Critique Guidelines

Focus on the big picture. We “content edit” or “developmentally edit”: we examine issues like plot, character, premise, voice, and pacing. We request you DO NOT “copy edit”–that is, nit-picking grammar, punctuation, word choice, etc–unless your teammates specifically request it as an additional service, on top of content edits. You may use the “inline” critique function all you like, as long as you are focused on the story-substance and not style, grammar, or syntax choices. You may make general comments on copy editing issues and offer to help with that in addition to developmental editing eg, “You use a lot of filtering words. Would you like me to highlight them on the next pass?”

All authors have the right to decline all copy-editing input if they do not want it.

All critiquers have the right to decline to give copy-editing input if they do not enjoy giving it.

Support the author’s goals. Everyone has different publishing goals, stylistic preferences, and working methods. Do not assume your teammates have the same ones as you. Ask what they are attempting to achieve in terms of the main point of the book, the style and voice, and also, what final market they intend. A great resource is read their comp titles (novels similar in genre, style, and tone) to get into the mindset of their target demographic, and help them see how to best achieve their goals.
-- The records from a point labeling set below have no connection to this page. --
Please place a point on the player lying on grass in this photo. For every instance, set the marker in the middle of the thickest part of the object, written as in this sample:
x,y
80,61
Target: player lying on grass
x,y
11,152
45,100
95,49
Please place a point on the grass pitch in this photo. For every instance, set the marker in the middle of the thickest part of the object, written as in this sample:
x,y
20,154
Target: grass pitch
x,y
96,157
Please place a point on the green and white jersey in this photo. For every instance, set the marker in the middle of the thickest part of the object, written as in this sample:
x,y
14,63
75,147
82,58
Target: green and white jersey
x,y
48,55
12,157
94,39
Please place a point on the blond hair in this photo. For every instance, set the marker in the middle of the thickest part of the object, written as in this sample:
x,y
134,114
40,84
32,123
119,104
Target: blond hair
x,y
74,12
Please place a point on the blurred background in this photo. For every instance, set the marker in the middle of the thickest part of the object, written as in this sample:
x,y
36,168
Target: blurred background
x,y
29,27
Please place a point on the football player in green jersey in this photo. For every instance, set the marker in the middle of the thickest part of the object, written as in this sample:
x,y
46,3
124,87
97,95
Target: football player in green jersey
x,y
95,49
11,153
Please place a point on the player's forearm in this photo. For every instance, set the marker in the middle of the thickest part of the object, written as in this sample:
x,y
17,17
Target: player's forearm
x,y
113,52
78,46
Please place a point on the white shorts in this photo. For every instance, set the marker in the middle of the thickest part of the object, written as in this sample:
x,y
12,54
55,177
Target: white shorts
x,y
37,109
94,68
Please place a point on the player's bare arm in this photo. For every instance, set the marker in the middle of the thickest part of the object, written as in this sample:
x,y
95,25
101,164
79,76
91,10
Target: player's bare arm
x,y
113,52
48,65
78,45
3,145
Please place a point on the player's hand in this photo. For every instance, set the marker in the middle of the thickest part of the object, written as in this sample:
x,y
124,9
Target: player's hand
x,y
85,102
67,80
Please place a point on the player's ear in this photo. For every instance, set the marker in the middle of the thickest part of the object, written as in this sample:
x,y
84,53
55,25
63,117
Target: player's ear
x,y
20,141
Ask for sources. When making any sweeping statements, such as “adverbs are bad” or “prologues don’t work,” please cite exactly what authority said that. “Some blog on the internet” is not adequate. There’s a lot of scam–or vastly inexperienced–“agents” and “editors” out there. (see Pred-ed and SFWA’s Writer Beware) Additionally, there’s a lot of just plain crap on the internet: “aspiring” authors who have never so much as completed a draft but heard “you have to have a blog,” copying whatever incorrect information they can find so they can meet their “new post every week” goals. SEO is an entire field where people are paid to pad google results for the highest bidder; Jerry paid his way across the world repeating patently untrue and questionably ethical pseudo-facts in ways that made them top google results. We guarantee that a google search for most basic writing questions will turn up bullshit, some of which Jerry put there himself.

Therefore, we ask that you cite the exact publisher, agent, or author and their sales records. Use Publisher’s Marketplace to determine if the person with the opinion actually is involved in selling significant numbers of books in your genre, and therefore has the experience to make sweeping statements about what does or doesn’t sell.

You are welcome and encouraged to give reader reactions: “this interested / amused / appealed to / bored / shocked / turned me off me as a reader.” Every one of us is a person who buys and reads books; customer opinions are valuable! But you must be clear if you are speaking for yourself, as one customer, or if you are quoting an agent, editor, or author who is summarizing the opinions of many customers.

If you can’t find an expert on a subgenre, become one! Look up all the bestselling debuts in close genres (not established authors, debuts) on Publisher’s Marketplace, download the free sample chapters from Amazon, and analyze them all for trends. If the top dozen selling books all have something in common, you now have a very good reason to suggest the author emulate it.

All authors are encouraged to request the sources behind assertions made by any critiquer.